Statt des angestrengten Knurrens eines Mercedes-Diesels ist in diesem Valeris auf Basis des Mercedes Sprinter deshalb nur das leise Surren einer E-Maschine zu hören.
2020 ist Idee eines E-Rettungswagens entstanden
„Die Elektrifizierung hat längst alle Bereiche des Verkehrswesens erfasst“, sagt Verkaufsleiter Frank Lundershausen, „da wollten wir nicht hintanstehen.“ So ist im Frühjahr 2020 die Idee eines elektrischen Krankenwagens entstanden, die binnen sechs Monaten umgesetzt wurde. Das ist jetzt ein knappes Jahr her, die ersten drei Monate im Test bei der Johanniter-Unfall-Hilfe in Bindow bei Königs Wusterhausen haben die Sanitäter unter Strom schon hinter sich und jetzt ist der Krankenwagen zu ersten Optimierungen und für weitere Demonstrationen wieder zurück in der Zentrale, wo rund 300 Mitarbeiter pro Jahr etwa 1.500 Fahrzeuge umbauen.
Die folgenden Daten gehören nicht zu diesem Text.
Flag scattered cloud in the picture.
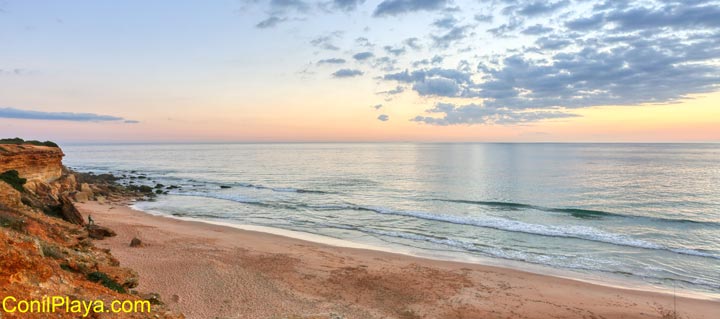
[255,16,287,29]
[520,24,554,35]
[516,0,570,17]
[353,52,375,61]
[0,107,138,123]
[433,16,460,29]
[403,37,422,50]
[377,85,405,95]
[373,0,448,17]
[411,103,578,126]
[333,0,365,11]
[383,45,405,56]
[310,31,342,51]
[432,26,470,48]
[474,14,493,23]
[355,37,375,48]
[332,69,363,78]
[318,58,347,64]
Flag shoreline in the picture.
[132,204,720,302]
[78,202,720,318]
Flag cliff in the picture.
[0,143,182,318]
[0,144,77,200]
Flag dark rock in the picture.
[60,195,85,225]
[85,225,117,239]
[130,237,142,247]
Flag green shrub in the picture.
[40,243,67,259]
[87,271,127,294]
[0,212,26,233]
[0,169,27,192]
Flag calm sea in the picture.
[63,144,720,298]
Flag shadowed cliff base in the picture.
[0,139,183,318]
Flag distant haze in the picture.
[0,0,720,142]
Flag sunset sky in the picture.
[0,0,720,142]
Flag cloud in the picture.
[0,107,139,123]
[432,26,470,48]
[383,68,477,97]
[487,16,523,37]
[474,14,493,23]
[411,103,578,126]
[565,0,720,31]
[377,85,405,95]
[412,55,444,68]
[355,37,375,48]
[353,52,375,61]
[403,37,422,50]
[310,31,342,51]
[270,0,310,12]
[516,0,570,17]
[332,69,363,78]
[318,58,346,64]
[413,77,462,96]
[383,45,405,56]
[255,16,287,29]
[373,0,448,17]
[433,16,460,29]
[477,37,720,108]
[333,0,365,11]
[520,24,554,35]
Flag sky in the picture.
[0,0,720,142]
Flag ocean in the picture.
[61,143,720,298]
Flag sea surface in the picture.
[62,143,720,298]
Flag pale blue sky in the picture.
[0,0,720,140]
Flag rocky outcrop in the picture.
[0,144,65,190]
[0,181,25,209]
[60,195,85,225]
[0,144,183,318]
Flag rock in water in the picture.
[85,225,117,239]
[60,195,85,225]
[130,237,142,247]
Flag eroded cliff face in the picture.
[0,144,65,183]
[0,144,77,214]
[0,144,182,318]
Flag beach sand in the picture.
[78,202,720,319]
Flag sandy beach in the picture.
[78,202,720,319]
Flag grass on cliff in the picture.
[0,169,27,192]
[0,137,59,147]
[0,210,27,233]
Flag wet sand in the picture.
[78,202,720,319]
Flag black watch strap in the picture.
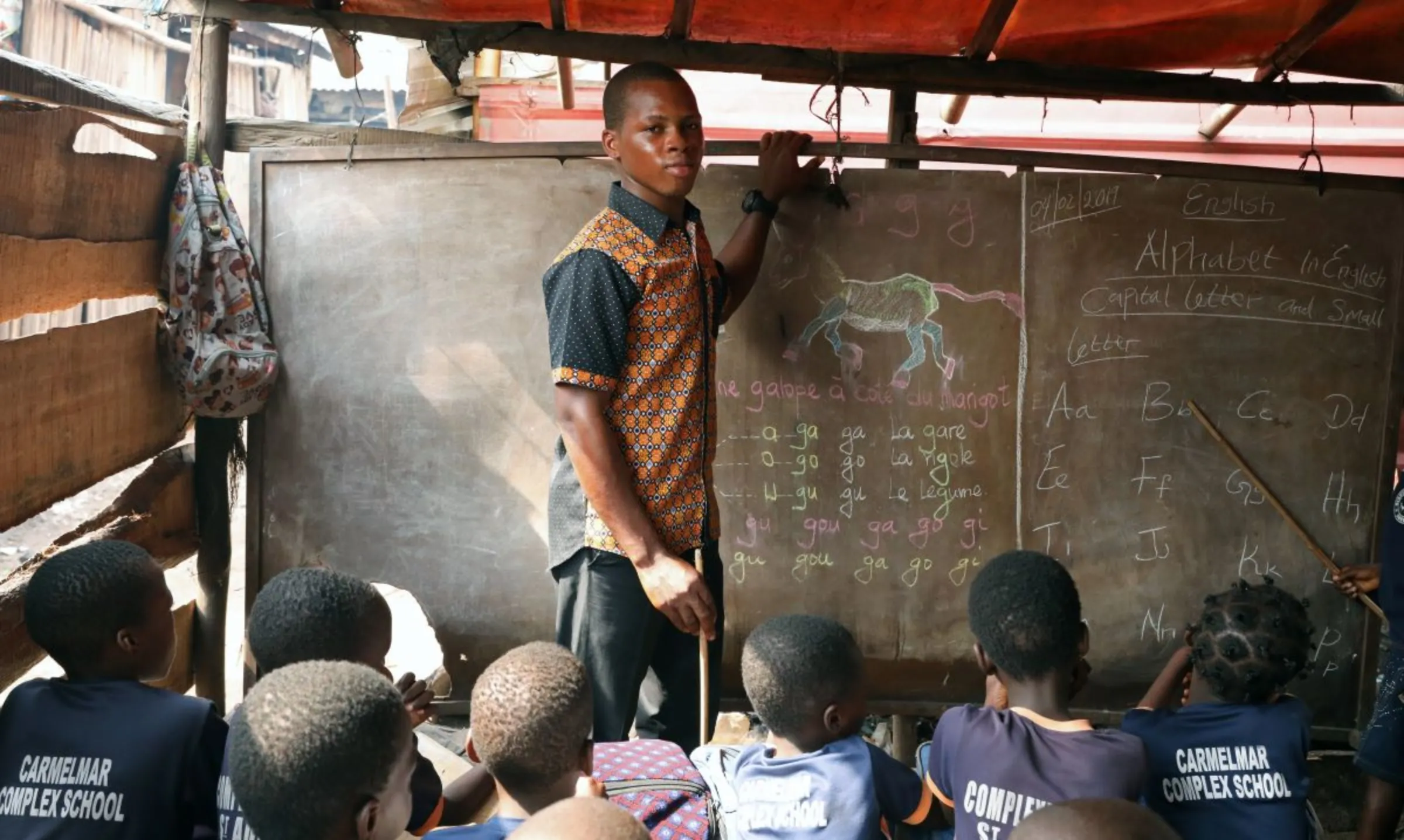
[741,190,780,219]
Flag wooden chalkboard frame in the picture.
[245,142,1404,743]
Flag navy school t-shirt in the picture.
[219,707,443,840]
[731,735,931,840]
[434,816,526,840]
[0,680,228,840]
[1122,697,1312,840]
[927,705,1145,840]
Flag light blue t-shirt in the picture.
[731,735,931,840]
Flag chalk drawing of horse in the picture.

Basis für den Umbau war die elektrische Version des Mercedes Sprinter, der auch unter den konventionellen Krankenwagen für Verkaufschef Lundershausen eine große Zugnummer ist. Bei dem Umbau, der am Ende rund drei Monate gedauert hat und später mal in drei Wochen passieren soll, haben die Sachsen-Anhalter zwar eng mit Mercedes kooperiert, vom eigentlichen Antrieb und der sonstigen Fahrzeugtechnik aber die Finger gelassen.
Erstens, weil sie nicht ins Energiemanagement des Autos eingreifen wollten. Zweitens, weil sie sich bei der medizinischen Ausstattung nicht auf Automobiltechnik verlassen wollten. Und drittens, weil die ganzen zusätzlichen Apparate die Akkus viel zu früh in die Knie gezwungen hätten. Schon ohne zusätzliche Verbraucher ist der e-Sprinter kein Langstreckenläufer. „Aber mit der Medizintechnik in betrieb wäre die Reichweite auf 40 oder 50 Kilometer geschrumpft“, stöhnt ein Techniker aus dem Team des Umrüsters.
Autarke Stromversorgung
Also haben sie in Schönebeck eine zweite, völlig autarke und mit einem eigenen Steuergerät abgesicherte Stromversorgung im Heck installiert, mit der sie das mobile Krankenzimmer klimatisieren, den Spritzenautomaten und die Vakuummatratze betreiben und im Fall der Fälle auch den Defibrillator laden können. „So ist die Versorgung der Patienten unabhängig vom Ladestand der Fahrbatterie gesichert“, sagt Lundershausen, während er unter einem kleinen Schrank mit Verbandsmaterial im Stuhl neben der Liege Platz nimmt.
Während sich für Patienten und Pfleger außer vielleicht der größeren Ruhe beim Transport nichts ändert, muss sich der Fahrer schon ein wenig umstellen: In der Stadt, weil der elektrische Sprinter trotz seiner eher bescheidenen 116 PS flüssiger und auch ein bisschen besser beschleunigt als die Diesel und man im Einsatz so noch leichter durch die Rettungsgasse rutscht.
Begrenzte Reichweite
Und über Land, weil nicht nur die Geschwindigkeit auf 120 km/h limitiert ist, sondern weil bei einer Batteriekapazität von 55 kWh die Reichweite ebenfalls auf 120 Kilometer beschränkt ist. Und das, obwohl Lundershausen und seine Kollegen beim Ausbau auf jedes Kilo geachtet und das Gewicht trotz des doppelten Akku-Packs unter 3,5 Tonnen gehalten haben. Das war nicht nur wichtig für den Aktionsradius.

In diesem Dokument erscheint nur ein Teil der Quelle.